Dans les politiques publiques des Etats, l’usage multiple du terme empowerment illustre la diversité de ses interprétations, entre social-libéralisme et néolibéralisme, le premier visant à augmenter les capabilities (Amartya Sen) des citoyens et la participation des pauvres pour leur permettre de choisir leur mode de vie, le second s’appuyant sur la logique du marché. Les dispositifs de lutte contre la pauvreté sont traversés par ces interprétations. L’empowerment a été utilisé pour désigner une certaine logique libérale de l’action gouvernementale, centrée sur l’intervention économique de l’Etat, pour promouvoir une responsabilisation des individus qui peut être conservatrice dans le style paternaliste. Elle peut aussi, voulant éviter une intervention venue « du haut », plaider pour une action par les organisations locales, plus ou moins centrées sur les communities.
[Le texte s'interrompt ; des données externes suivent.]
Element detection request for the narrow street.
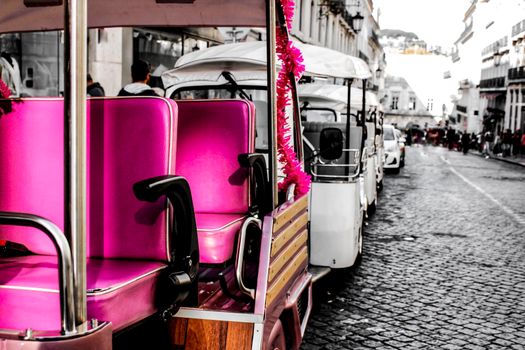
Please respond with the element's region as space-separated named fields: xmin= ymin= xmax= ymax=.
xmin=303 ymin=146 xmax=525 ymax=350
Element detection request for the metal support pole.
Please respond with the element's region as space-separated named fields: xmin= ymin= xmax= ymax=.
xmin=345 ymin=79 xmax=352 ymax=176
xmin=64 ymin=0 xmax=87 ymax=326
xmin=266 ymin=0 xmax=279 ymax=209
xmin=0 ymin=212 xmax=76 ymax=335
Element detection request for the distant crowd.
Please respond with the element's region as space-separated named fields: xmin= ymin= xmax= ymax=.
xmin=405 ymin=127 xmax=525 ymax=157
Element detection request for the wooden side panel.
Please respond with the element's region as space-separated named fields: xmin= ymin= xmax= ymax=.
xmin=266 ymin=196 xmax=308 ymax=307
xmin=226 ymin=322 xmax=253 ymax=350
xmin=169 ymin=318 xmax=253 ymax=350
En France, où le concept a été importé tardivement, les mouvements dits « d’éducation populaire » des années 50-60 (B. Cacérès) ont été pionniers. Deux conceptions se sont opposées, celle de l’éducation du peuple ou bien d’une éducation porteuse d’une visée d’émancipation. ATD Quart-Monde défendant l’idée que les pauvres sont les mieux placés pour proposer des solutions pour éradiquer la misère, a créé une université populaire. Dans les domaines de la santé, de l’éducation, comme dans le champ éducatif se sont développé aussi des mouvements dans l’esprit de l’empowerment.
En Mai 68 et dans la foulée fleuriront des thèses sur l’autogestion, essentiellement dans le monde du travail. Le mouvement féministe, puissant alors en France, posera la question en termes de pouvoir « sur », guère en termes de pouvoir intérieur, de pouvoir « de » ou de pouvoir « avec ». On n’est pas dans une perspective de projet d’émancipation. De même, la politique de la ville restera une politique venue d’en haut et si l’objectif est de passer d’une culture de la dépendance à une culture de la participation, celle-ci se fera dans le cadre d’une politique d’Etat. Puis l’empowerment est adopté dans des domaines très divers, du management entrepreneurial aux secteurs de la santé, de l’éducation, du travail social, etc. Cela prend la forme d’une réaction contre des institutions bureaucratiques, normatives, élitistes, valorisant les individus, plutôt dans la perspective de la tradition libérale, sans dimension collective. Le projet émancipateur, cœur de l’empowerment, n’est guère présent à ce moment dans cette tradition française.
C’est pourtant la visée originelle du concept d’empowerment. Le but demeure l’émancipation, non par moralisation des individus, argument néo-libéral, mais par démocratisation, solidarité et justice sociale. Pas par une disparition de l’Etat social mais une transformation des relations entre le collectif et les institutions. Cela suppose de réfléchir à la notion de pouvoir à travers les structures sociales de domination. Comme pratique d’émancipation, les actions d’empowerment comme force de transformation sociale, peuvent contribuer à faire espérer et émerger « un autre monde possible ».